2. Nonfiction is harder to talk about because categories offer vastly different types of experiences. Fiction=story. Nonfiction could be a book on apologetics, a devotional, a self-help treatise, a memoir, etc. In other words, when we talk about fiction, we have set categories: the plotline, the characters, the writing. But with nonfiction, we read and talk about each category differently. I think that makes nonfiction more difficult for us to discuss with each other.
3. We don’t always talk about the nonfiction book that was meaningful to us because it was on a personal topic. Do you want to admit the best book you read was on how to deal with unruly children? Um, probably not. We don’t often ask someone why they decided to read a certain novel (and, if we do, the answer is easy), but I think we wonder what made someone choose a particular nonfiction book. And the reader might not want to explain. So a great nonfiction book might not get the same kind of word-of-mouth marketing as a novel. (This, of course, doesn’t apply to devotionals, memoirs or narrative nonfiction. See how hard it is to talk about nonfiction as a group?)
3. Nonfiction often is centered on ideas rather than storyline. My book club just finished reading The End of Money (a book I highly recommend, by the way). Our discussion touched on the writing style, but for most of the evening, we talked about money, using ideas from the book as our springboard. I think talking about a book’s ideas is a more complex, involved conversation than talking about a story.

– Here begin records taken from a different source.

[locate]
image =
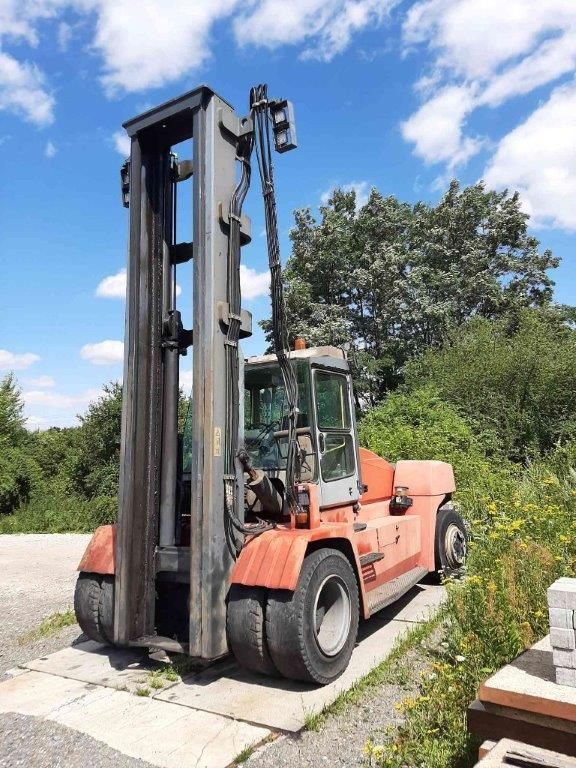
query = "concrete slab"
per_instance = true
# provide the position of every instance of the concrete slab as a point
(205, 720)
(276, 703)
(528, 683)
(161, 733)
(525, 754)
(124, 669)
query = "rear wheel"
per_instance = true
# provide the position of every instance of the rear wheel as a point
(246, 628)
(451, 542)
(311, 632)
(94, 606)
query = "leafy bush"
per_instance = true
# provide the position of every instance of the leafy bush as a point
(522, 543)
(17, 477)
(55, 511)
(95, 468)
(421, 425)
(513, 377)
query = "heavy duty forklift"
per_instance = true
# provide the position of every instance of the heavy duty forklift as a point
(264, 529)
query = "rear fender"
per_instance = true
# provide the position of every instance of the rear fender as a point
(100, 554)
(274, 559)
(428, 483)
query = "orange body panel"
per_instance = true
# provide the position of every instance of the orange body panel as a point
(377, 474)
(99, 556)
(274, 559)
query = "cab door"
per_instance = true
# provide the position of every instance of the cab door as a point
(336, 438)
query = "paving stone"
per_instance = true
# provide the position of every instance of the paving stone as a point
(563, 638)
(562, 594)
(566, 676)
(562, 618)
(277, 703)
(529, 683)
(207, 719)
(564, 658)
(90, 662)
(161, 733)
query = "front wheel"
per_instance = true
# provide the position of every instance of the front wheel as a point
(451, 542)
(94, 606)
(311, 632)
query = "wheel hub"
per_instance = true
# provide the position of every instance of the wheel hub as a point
(455, 546)
(332, 615)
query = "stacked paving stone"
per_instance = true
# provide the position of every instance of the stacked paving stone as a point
(562, 610)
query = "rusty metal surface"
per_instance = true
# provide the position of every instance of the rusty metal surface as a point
(100, 554)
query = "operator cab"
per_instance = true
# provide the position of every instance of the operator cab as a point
(326, 427)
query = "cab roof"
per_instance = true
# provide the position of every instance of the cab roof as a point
(299, 354)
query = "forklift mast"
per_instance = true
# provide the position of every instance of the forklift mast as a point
(278, 531)
(148, 537)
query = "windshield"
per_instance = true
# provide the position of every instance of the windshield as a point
(266, 414)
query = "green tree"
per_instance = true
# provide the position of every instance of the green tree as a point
(420, 424)
(514, 376)
(17, 470)
(12, 429)
(96, 467)
(392, 280)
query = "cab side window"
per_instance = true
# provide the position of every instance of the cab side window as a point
(337, 459)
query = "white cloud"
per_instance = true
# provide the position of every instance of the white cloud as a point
(145, 45)
(325, 25)
(361, 188)
(23, 91)
(186, 380)
(542, 168)
(37, 423)
(41, 382)
(436, 129)
(105, 352)
(10, 361)
(121, 143)
(252, 283)
(59, 400)
(114, 286)
(474, 38)
(55, 409)
(485, 53)
(64, 35)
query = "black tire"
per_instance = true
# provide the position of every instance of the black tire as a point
(450, 542)
(246, 629)
(94, 606)
(297, 647)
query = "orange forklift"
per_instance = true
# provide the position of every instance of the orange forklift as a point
(264, 529)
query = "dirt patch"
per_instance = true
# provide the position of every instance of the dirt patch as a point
(341, 738)
(37, 578)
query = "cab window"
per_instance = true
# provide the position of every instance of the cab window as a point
(337, 455)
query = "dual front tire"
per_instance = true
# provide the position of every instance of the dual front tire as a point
(94, 606)
(308, 634)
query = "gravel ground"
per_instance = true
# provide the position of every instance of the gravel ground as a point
(37, 578)
(34, 743)
(30, 591)
(341, 739)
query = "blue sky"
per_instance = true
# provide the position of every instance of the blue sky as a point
(399, 95)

If I say I just read The Paris Wife, I can easily summarize it by saying it’s a novel about Ernest Hemingway’s first wife, whom he viewed as the love of his life. Voila! I can fill in lots of details, but it’s easy to grasp in a few words. (And, to be fair, The End of Money is easy to talk about simply as well: Why cash is about to become a dinosaur.)
Despite these arguments for why we seem to prefer fiction to nonfiction, I contend nonfiction is not publishing’s red-headed stepchild. If you look at best-seller lists that blend fiction and nonfiction, nonfiction wins the most slots–by a lot. One list that blends the two is ECPA’s (Evangelical Christian Publishing Association). For February, 46 of the top 50 best-sellers are…trumpet, please…nonfiction. I should wish to be such a red-head!

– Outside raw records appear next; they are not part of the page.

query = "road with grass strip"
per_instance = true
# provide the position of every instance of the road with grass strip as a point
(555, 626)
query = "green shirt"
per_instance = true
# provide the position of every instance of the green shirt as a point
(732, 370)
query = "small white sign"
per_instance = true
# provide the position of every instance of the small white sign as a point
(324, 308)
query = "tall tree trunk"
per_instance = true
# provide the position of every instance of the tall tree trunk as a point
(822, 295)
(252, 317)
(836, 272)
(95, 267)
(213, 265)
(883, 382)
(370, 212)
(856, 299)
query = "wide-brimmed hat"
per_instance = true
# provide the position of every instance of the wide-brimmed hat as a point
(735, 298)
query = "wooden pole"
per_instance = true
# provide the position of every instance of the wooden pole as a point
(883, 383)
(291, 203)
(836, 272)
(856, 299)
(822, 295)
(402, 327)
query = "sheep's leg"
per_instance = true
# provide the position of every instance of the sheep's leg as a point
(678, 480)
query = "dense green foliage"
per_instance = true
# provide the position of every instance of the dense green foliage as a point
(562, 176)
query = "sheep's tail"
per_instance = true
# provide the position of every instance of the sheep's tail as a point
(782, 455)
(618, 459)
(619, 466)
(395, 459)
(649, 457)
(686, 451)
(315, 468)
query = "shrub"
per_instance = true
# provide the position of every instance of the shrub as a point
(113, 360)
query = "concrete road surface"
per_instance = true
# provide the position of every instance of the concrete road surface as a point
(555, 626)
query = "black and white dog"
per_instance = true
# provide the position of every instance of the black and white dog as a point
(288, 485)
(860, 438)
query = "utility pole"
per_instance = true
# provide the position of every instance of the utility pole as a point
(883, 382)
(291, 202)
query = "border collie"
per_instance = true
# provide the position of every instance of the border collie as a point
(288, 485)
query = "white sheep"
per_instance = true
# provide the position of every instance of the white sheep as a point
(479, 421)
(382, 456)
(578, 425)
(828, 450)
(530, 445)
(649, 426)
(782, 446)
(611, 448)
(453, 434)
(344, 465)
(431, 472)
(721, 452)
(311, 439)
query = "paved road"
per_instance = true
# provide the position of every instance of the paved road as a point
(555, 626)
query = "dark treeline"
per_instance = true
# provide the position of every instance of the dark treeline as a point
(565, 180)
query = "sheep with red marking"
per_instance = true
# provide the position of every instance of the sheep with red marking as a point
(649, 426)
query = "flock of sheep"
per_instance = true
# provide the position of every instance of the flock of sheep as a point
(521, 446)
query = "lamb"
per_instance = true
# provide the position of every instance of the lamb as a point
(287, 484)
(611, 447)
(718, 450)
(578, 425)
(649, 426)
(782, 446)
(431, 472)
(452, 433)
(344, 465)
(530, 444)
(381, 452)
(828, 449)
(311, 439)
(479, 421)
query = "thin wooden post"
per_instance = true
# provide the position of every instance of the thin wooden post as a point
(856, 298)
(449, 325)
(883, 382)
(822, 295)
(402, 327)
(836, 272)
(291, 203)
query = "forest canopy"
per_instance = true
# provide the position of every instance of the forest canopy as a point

Do you think our reading preferences will change because of e-readers, which people have found are great for fiction but not so satisfying for nonfiction?
What percentage of your reading is fiction vs. nonfiction? If you have a preference, why is that your choice?
Let me add, as a PS, that I will be limited in my ability to discuss my thoughts with you because I’m attending a funeral today. Please enter into a hearty discussion with each other, and I’ll join in as I’m able.